Monday, 2 November 2009

TV review - Defying Gravity

I'm a sucker for American drama series but tend to have a low threshhold for trash TV. Because I'm a UK political hack I have to love the West Wing (and do). I also love the Sopranos and am waiting to start seriously watching the Wire. I'm also a big fan of Studio 60 - even if it got humiliated and then dumped by the US networks.

And so I started watching Defying Gravity - the story of a five year mission to explore new galaxies, search out new life, boldly go... etc.

You see there's absolutely nothing original in this show. Simply tweaking five years into six and making the mission into an exploration of our solar system rather than the galaxy as a whole does not differentiate the basic premis from Star Trek. The crew might not be exactly Kirk, Spock and so on, but they are the generic cardboard cutouts that US central casting produces nowadays and these are the direct descendents of those that were around when Trek was made.
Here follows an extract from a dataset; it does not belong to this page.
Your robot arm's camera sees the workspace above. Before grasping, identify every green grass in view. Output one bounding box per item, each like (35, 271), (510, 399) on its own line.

They may all hold US passports, but you can be damn sure that they come from the far reaches of the globe as recently as their grandparents.

I fully realise that this is intended as tea time drama (I'm watching it on I-Player and so really don't know what time it is put out) and so we can expect little in the way of ground-breaking here. But they could have done a little better with the basic plot lines.

Do we really have to hear the baby crying everytime 'the one who had an abortion' is on screen? Please give us credit for memories a little longer than goldfish. I'm assuming that nerdy geek's non-swimming will be brought back as a plot line at some point (when they discover lakes on Venus?) but you can bet that we will not be forced to exercise our little grey cells when that moment comes. We'll get the full five minute soft focus flashback.

And then there is the big mystery... the strange force which is dictating events on the space ship. So far I've seen two episodes and the writers have been determined to shove the force into our minds at every chance. It's as if they don't understand the basic theory of suspense. You have to trail little nuggets for us to piece together rather than blare out

"There's a mysterious being. But we're not going to tell you what it is yet."

It's just like Lost. In Space.

Could the six year nature of the mission be screaming any louder - 'Please re-commission us for another series'. But, like Lost, the slippery slopes will be reached as soon as series two gets the thumbs up. That's the point that I stopped with Lost. A tight drama with an obvious end point suddenly became this flabby pap which would be milked for all it was worth. And then cancellation would come without enough time for a decent ending and with none of the quality writers left on staff to give it a decent burial.